Cost and capability perspective on PLD families Evaluate the claim: “An expensive form of programmable logic is SPLD.” (SPLD stands for Simple Programmable Logic Device, compared with CPLD and FPGA classes.)

Difficulty: Easy

Correct Answer: Incorrect

Explanation:

Introduction / Context: Programmable logic spans several families, from small, low-cost devices to very large, high-performance architectures. Understanding where SPLDs fit on the cost/capability spectrum helps with appropriate device selection in real designs.

Given Data / Assumptions:

  • SPLD = Simple Programmable Logic Device (e.g., PAL, GAL, small CPLDs of SPLD-like scale).
  • Larger classes include CPLDs (Complex PLDs) and FPGAs (fine-grained logic fabrics).
  • Cost generally rises with logic capacity, I/O count, speed grades, and feature sets.

Concept / Approach: SPLDs are historically the entry-level, lowest-density, and typically least expensive programmable logic option. At the opposite end, high-capacity CPLDs and FPGAs command higher prices due to their abundant logic resources, clock networks, embedded memory, DSP blocks, and advanced I/O standards.

Step-by-Step Solution:

Classify SPLD vs. CPLD/FPGA by capacity and features.Relate capacity/features to typical device pricing.Observe that SPLDs tend to be low-cost, suitable for glue logic and small decoders.Conclude the statement calling SPLD “expensive” is not accurate.

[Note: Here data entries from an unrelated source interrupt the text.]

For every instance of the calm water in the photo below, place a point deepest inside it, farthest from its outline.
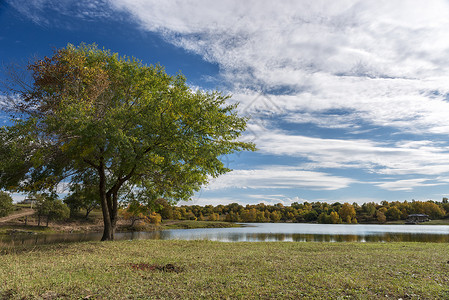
(264, 232)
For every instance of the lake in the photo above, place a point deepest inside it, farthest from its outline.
(263, 232)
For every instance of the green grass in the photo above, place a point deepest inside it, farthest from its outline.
(17, 229)
(214, 270)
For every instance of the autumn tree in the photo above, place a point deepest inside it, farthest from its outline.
(6, 206)
(88, 110)
(51, 208)
(347, 213)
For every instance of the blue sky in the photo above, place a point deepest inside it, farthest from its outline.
(348, 99)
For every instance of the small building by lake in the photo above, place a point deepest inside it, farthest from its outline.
(417, 218)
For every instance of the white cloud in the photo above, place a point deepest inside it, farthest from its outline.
(406, 184)
(279, 177)
(380, 60)
(406, 157)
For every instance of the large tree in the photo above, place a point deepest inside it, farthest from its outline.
(89, 111)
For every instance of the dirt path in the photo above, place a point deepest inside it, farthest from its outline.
(23, 213)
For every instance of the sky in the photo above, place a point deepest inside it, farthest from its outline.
(348, 100)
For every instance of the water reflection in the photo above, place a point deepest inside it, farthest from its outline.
(263, 232)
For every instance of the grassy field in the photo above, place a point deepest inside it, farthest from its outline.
(212, 270)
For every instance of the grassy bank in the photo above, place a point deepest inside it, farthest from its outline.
(212, 270)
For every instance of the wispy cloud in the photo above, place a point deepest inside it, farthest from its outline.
(279, 177)
(399, 158)
(406, 184)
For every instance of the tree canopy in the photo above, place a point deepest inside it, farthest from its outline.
(133, 128)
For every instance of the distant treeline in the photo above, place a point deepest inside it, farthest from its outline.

Verification / Alternative check: Check distributor price ladders: basic GAL/PAL replacements or tiny CPLDs are usually cheaper than mid/large CPLDs and almost always far cheaper than modern FPGAs.

Why Other Options Are Wrong: Marking “Correct” would invert the standard economic reality; SPLDs are used precisely because they are inexpensive and simple for small logic tasks.

Common Pitfalls: Confusing per-unit price with total solution cost. While tool licenses and boards can add cost, the device class itself (SPLD) is not the expensive tier.